Patriotisme.
(Patriotismo y paranoia). No han sido pocos los testimonios de
particulares y políticos que sucesivamente han motivado el clamoroso entusiasmo
de las Cámaras por la proclamación de la guerra y su cumplimiento en las guerras
de agresión a Afganistán y a Iraq en el miedo a ser tachados de antipatriotismo.
Así que la amenaza de esta incriminación se ha revelado aquí como el gran
instrumento de extorsión social y política que ha levantado y sustentado el tan
admirado patriotismo de los americanos. Sobrecoge pensar que si los bombarderos
hubiesen conseguido en aquellos remotos desiertos y lejanas montañas algo que no
fuese tan sólo una demostración de la aplastante superioridad tecnológica de la
que ya estábamos sobradamente convencidos, sino un lance suficientemente
brillante para acreditarse por victoria, nada habríamos sabido de la naturaleza
paranoica del patriotismo.
La tacha de antipatriotismo -aparte de pertenecer a las formas que, con muy
diversos grados de severidad o de indulgencia, componen el sistema de presiones
o constricciones que gobierna cualquier sociedad- recuerda, mutatis mutandis,
los estigmas o proscripciones propios de situaciones de religión obligatoria; es
cierto que por entonces la Inquisición podía llevarle a uno a la hoguera, lo que
no puede, ciertamente, equipararse con la incriminación de "derrotista",
"nihilista", etc., y si "el traidor a la patria" suele ser "pasado por las
armas", se trata de un delito de acción, no de opinión. Con todo, no creo que la
convergencia entre fervor religioso y devoción patriótica sea simple efecto de
una aproximación fortuita e inmotivada, sino que participan, de modo eminente,
de una condición común: ambas están definidas por el rasgo de la "pertenencia":
se pertenece a una patria, como se pertenece a un credo.

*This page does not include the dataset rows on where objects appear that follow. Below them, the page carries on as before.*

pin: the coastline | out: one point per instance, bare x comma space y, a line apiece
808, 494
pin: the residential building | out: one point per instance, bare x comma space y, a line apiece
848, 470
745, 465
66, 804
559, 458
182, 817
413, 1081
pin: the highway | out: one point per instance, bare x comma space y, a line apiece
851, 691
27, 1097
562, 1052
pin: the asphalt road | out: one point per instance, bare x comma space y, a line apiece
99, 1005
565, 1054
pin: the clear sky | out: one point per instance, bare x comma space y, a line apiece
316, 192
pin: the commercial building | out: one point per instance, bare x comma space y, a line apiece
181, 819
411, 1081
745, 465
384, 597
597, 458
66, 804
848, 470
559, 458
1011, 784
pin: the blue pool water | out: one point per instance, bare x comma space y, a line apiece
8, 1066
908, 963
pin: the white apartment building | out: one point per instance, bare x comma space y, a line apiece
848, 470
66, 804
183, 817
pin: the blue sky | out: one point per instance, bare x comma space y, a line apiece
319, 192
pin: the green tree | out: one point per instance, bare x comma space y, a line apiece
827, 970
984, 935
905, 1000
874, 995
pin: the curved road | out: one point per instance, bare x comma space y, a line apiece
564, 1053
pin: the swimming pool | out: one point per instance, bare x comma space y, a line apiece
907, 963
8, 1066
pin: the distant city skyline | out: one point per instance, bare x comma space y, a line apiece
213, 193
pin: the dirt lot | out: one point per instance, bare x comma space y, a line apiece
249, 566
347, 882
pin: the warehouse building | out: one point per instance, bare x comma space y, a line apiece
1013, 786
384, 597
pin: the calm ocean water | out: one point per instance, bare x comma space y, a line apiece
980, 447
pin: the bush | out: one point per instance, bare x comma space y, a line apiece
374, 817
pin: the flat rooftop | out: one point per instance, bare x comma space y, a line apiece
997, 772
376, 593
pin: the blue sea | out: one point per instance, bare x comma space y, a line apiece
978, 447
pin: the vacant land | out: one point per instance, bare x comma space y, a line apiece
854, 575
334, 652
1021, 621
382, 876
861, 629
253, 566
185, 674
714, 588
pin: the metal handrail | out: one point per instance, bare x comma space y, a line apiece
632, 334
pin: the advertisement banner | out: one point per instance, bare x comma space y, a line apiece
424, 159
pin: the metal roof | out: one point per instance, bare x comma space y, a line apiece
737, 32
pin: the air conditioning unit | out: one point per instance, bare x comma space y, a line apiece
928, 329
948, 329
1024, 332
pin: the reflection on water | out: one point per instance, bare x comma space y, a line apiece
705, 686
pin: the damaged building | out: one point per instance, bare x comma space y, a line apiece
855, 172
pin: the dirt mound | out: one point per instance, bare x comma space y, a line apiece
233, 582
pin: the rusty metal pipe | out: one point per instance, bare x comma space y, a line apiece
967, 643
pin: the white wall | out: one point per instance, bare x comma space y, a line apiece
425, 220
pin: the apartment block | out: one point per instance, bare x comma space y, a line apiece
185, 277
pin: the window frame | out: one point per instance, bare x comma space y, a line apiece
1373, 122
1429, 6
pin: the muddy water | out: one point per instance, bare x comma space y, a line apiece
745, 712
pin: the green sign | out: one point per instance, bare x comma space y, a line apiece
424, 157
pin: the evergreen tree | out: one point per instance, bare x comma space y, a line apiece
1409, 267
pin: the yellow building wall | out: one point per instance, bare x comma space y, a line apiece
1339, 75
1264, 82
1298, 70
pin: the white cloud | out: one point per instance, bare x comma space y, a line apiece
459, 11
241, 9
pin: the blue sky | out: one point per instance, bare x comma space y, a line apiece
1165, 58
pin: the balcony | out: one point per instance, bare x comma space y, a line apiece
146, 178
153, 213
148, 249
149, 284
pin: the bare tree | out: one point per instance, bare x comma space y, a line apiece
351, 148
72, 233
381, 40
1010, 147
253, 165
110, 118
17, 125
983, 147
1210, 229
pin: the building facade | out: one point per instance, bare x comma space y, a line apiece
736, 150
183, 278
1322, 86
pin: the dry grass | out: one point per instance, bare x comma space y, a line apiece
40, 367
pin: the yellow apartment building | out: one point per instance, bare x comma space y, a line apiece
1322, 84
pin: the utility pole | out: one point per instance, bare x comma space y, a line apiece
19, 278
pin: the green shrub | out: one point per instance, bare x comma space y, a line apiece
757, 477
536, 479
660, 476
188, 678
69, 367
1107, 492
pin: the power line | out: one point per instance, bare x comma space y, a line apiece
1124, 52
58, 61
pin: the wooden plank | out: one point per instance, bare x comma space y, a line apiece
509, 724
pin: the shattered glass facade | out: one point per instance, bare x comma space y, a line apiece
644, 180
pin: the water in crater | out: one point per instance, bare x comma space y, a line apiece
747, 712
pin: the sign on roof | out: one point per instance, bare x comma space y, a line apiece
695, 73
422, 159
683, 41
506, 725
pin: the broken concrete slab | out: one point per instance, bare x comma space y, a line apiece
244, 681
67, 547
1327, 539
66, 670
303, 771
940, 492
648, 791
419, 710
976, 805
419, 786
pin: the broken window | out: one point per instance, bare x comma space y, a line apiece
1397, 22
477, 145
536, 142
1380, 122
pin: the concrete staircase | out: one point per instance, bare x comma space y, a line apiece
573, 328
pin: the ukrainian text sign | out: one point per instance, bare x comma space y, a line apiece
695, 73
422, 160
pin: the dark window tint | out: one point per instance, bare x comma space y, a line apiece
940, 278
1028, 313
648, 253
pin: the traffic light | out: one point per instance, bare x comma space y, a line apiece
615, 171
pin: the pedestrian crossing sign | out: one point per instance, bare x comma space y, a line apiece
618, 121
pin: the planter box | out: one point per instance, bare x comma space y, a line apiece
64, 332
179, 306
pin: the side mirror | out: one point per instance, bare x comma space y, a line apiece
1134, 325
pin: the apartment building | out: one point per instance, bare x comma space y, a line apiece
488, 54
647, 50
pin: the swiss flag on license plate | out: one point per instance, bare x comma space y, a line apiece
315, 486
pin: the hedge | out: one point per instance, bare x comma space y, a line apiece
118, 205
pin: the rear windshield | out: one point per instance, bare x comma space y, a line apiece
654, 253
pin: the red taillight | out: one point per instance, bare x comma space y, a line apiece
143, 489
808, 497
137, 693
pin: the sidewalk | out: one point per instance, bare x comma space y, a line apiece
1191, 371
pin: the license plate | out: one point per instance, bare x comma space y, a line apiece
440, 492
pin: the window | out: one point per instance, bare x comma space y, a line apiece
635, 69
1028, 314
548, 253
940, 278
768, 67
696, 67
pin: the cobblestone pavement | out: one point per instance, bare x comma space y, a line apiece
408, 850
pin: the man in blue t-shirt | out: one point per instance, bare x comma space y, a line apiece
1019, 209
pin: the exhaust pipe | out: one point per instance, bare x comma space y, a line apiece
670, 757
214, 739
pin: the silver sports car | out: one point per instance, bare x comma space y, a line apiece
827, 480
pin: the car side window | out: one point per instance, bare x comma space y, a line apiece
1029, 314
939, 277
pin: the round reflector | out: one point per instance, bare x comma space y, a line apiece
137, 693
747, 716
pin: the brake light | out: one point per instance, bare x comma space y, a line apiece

(Ser de los nuestros). La formación de la pertenencia, la constitución
de "los nuestros", la remite certeramente Ortega (en el ensayo El origen
deportivo del Estado) a la "fratría" juvenil. Refiriéndose a un determinado
momento de la adolescencia, dice literalmente: "Se quiebra el aislamiento de la
primera infancia y la personalidad del muchacho se derrama por completo en el
grupo coetáneo. Ya no vive por sí ni para sí: no quiere y siente como individuo,
sino que se halla absorbido por la personalidad anónima del grupo que piensa y
siente en su lugar". En este estadio de neutralidad, la descripción me parece
totalmente cabal. Deja de parecérmelo al final del párrafo. "Yo llamo a este
apetito soberanamente sociable el instinto de coetaneidad".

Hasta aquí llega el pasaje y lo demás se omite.